A Faking Test Double is one which is just being used to satisfy the SUT’s dependencies, and which is not being used to provide Indirect Input or to observe Indirect Output. Maybe the method you’re testing writes entries to a logger as it goes about its business. Your current test doesn’t care about this behavior, so you provide a Null Object implementation of the Logger to the SUT. This Null logger will simply ignore any logging methods which are called on it. Note that I emphasized that the current test wasn’t interested in how the SUT uses the logger. Other tests likely would be, and in those tests the Test Double which provides the Logger dependency would likely play a Mocking role rather than a Faking role.
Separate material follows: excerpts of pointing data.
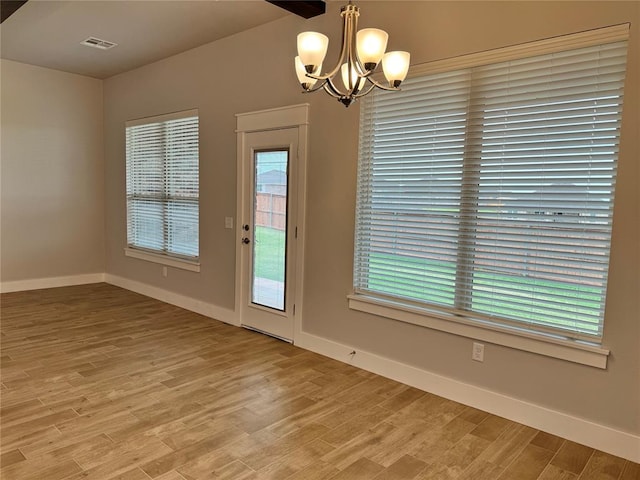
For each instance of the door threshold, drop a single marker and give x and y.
(257, 330)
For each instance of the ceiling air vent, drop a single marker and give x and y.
(98, 43)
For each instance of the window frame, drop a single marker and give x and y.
(585, 352)
(164, 257)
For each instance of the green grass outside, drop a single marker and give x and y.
(269, 254)
(439, 287)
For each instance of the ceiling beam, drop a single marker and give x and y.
(302, 8)
(8, 8)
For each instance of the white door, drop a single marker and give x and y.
(268, 231)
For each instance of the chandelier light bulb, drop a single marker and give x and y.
(371, 44)
(312, 48)
(395, 66)
(360, 54)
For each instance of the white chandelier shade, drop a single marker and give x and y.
(362, 51)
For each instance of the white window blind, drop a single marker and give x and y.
(487, 191)
(163, 184)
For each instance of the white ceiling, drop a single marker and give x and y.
(48, 32)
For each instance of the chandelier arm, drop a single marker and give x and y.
(316, 88)
(381, 86)
(366, 92)
(334, 91)
(331, 92)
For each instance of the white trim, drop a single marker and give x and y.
(587, 38)
(50, 282)
(273, 118)
(192, 266)
(162, 118)
(573, 351)
(293, 116)
(198, 306)
(601, 437)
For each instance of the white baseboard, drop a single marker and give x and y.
(51, 282)
(198, 306)
(576, 429)
(579, 430)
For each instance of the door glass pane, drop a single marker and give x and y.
(270, 228)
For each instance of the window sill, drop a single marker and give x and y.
(573, 351)
(192, 266)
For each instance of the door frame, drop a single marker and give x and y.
(293, 117)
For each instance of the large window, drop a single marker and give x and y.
(163, 185)
(485, 191)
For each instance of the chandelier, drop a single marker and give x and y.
(360, 54)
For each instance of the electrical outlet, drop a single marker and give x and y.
(477, 353)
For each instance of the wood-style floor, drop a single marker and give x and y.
(100, 383)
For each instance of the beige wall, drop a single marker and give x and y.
(52, 197)
(217, 79)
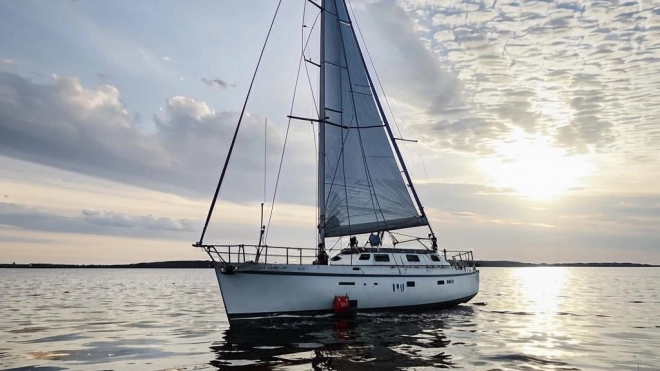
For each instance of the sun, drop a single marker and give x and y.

Test Double Roles vs Test Double Implementation

It’s important to note here that the way in which these Test Doubles are implemented is orthogonal to the role they are playing. You can use a ‘mocking framework’ (e.g. Mockito, JMock, Typemock, EasyMock) both to supply Indirect Input and to observe Indirect Output. On the other hand you could just as well use hand-written classes (sometimes referred to as stubs) to achieve both these goals. This orthogonality between the technique you’re using to create your Test Doubles and the role a Test Double is playing is an important but subtle point, and is part of why I’m really not happy with the confusing terminology I have been using.

Acknowledgements

Lots of the ideas in this post are inspired by the patterns in the wonderful, encyclopedic XUnit Test Patterns book. It’s not exactly a 5 minute read, but nevertheless I highly recommend it. Most of the patterns in the book are also covered in very high-level overview form on the accompanying website, xunitpatterns.com.

I think my categorization of the Mocking, Stubbing and Faking roles lines up pretty closely with what Roy Osherove describes in his book, The art of unit testing, but I haven’t read the book so I can’t say that with any confidence.